Question

the five - number summary of a dataset was found to be: 1, 10, 13, 19, 20. an observation is considered a low outlier if it is below: an observation is considered a high outlier if it is above: question help: written example message instructor

Explanation:

Step1: Recall outlier rules

For a dataset, to find the boundaries for outliers we first need to find the first quartile ($Q_1$), third quartile ($Q_3$) and the inter - quartile range ($IQR = Q_3 - Q_1$). A low outlier is below $Q_1- 1.5\times IQR$ and a high outlier is above $Q_3 + 1.5\times IQR$. First, we need to order the data. The ordered data is 1, 10, 13, 19, 20.

Step2: Calculate quartiles

Since $n = 5$ (odd number of data points), the median ($Q_2$) is the middle value.
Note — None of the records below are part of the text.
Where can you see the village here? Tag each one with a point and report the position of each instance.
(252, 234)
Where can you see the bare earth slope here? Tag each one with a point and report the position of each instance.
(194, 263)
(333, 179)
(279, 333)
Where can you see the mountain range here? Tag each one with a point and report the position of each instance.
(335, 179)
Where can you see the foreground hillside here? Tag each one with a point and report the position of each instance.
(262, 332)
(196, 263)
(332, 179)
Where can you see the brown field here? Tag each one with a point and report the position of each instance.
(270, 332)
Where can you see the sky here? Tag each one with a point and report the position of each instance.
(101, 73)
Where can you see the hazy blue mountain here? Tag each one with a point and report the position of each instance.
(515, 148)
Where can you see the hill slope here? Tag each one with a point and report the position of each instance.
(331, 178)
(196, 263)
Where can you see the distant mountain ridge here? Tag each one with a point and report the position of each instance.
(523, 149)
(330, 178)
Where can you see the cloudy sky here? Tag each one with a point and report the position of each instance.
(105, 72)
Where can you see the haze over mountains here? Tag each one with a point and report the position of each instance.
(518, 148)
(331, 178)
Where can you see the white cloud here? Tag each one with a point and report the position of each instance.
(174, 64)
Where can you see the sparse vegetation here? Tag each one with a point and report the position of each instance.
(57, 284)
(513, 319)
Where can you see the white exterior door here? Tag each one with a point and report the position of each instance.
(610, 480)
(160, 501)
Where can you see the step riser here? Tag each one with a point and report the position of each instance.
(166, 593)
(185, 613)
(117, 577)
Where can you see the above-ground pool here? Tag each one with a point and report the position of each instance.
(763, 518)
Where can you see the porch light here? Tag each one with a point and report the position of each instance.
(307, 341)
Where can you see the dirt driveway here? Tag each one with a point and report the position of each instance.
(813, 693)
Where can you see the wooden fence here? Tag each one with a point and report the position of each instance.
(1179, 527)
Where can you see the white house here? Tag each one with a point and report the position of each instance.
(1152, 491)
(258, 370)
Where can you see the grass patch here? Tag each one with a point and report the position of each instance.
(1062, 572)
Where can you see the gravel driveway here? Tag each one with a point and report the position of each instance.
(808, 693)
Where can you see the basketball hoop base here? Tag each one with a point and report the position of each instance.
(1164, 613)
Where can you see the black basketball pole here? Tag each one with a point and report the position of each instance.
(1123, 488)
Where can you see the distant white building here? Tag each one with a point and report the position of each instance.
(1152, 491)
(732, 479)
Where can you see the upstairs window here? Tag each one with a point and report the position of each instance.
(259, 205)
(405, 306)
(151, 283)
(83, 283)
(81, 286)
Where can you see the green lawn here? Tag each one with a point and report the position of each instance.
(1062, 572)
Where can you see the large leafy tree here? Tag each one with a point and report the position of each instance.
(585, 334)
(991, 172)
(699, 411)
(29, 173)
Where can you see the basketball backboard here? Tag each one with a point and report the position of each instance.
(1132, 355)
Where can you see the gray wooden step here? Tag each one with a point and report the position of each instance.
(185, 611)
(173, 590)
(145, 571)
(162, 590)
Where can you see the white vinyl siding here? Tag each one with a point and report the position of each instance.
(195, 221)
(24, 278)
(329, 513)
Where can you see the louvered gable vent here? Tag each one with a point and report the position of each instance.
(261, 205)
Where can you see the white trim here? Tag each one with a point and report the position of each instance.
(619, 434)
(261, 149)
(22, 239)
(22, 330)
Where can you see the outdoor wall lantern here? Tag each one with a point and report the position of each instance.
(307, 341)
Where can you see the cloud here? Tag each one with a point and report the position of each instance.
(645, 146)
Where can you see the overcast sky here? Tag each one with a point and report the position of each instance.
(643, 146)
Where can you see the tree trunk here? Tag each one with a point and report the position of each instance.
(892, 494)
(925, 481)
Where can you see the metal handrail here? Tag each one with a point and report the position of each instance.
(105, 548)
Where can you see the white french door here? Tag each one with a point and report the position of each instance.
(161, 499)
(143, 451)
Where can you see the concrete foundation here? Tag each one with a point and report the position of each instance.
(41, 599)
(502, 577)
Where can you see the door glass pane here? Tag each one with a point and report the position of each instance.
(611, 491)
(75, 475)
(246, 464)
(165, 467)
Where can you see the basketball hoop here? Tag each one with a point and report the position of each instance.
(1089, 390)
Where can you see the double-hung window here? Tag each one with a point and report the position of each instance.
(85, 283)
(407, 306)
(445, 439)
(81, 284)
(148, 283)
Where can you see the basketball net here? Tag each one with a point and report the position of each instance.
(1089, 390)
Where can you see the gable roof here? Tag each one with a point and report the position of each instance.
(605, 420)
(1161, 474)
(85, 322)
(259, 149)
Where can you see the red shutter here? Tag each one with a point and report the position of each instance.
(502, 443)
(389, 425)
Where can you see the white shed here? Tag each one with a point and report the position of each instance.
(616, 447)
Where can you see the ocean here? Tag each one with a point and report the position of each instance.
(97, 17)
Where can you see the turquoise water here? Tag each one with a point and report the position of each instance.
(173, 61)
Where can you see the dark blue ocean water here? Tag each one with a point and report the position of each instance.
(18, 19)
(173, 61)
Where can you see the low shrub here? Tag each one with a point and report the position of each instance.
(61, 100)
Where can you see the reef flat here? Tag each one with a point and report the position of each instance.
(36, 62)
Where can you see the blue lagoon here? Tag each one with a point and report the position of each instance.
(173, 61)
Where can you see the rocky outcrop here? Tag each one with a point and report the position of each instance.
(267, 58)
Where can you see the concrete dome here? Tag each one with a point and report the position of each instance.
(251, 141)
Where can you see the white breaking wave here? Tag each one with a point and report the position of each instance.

So $Q_2=13$. The lower half of the data is 1, 10, so $Q_1=\frac{1 + 10}{2}=5.5$. The upper half of the data is 19, 20, so $Q_3=\frac{19+20}{2}=19.5$.

Step3: Calculate IQR

$IQR=Q_3 - Q_1=19.5 - 5.5 = 14$.

Step4: Find low - outlier boundary

The boundary for low outliers is $Q_1-1.5\times IQR=5.5-1.5\times14=5.5 - 21=- 15.5$.

Step5: Find high - outlier boundary

The boundary for high outliers is $Q_3 + 1.5\times IQR=19.5+1.5\times14=19.5 + 21 = 40.5$.

Answer:

A low outlier is below - 15.5 and a high outlier is above 40.5.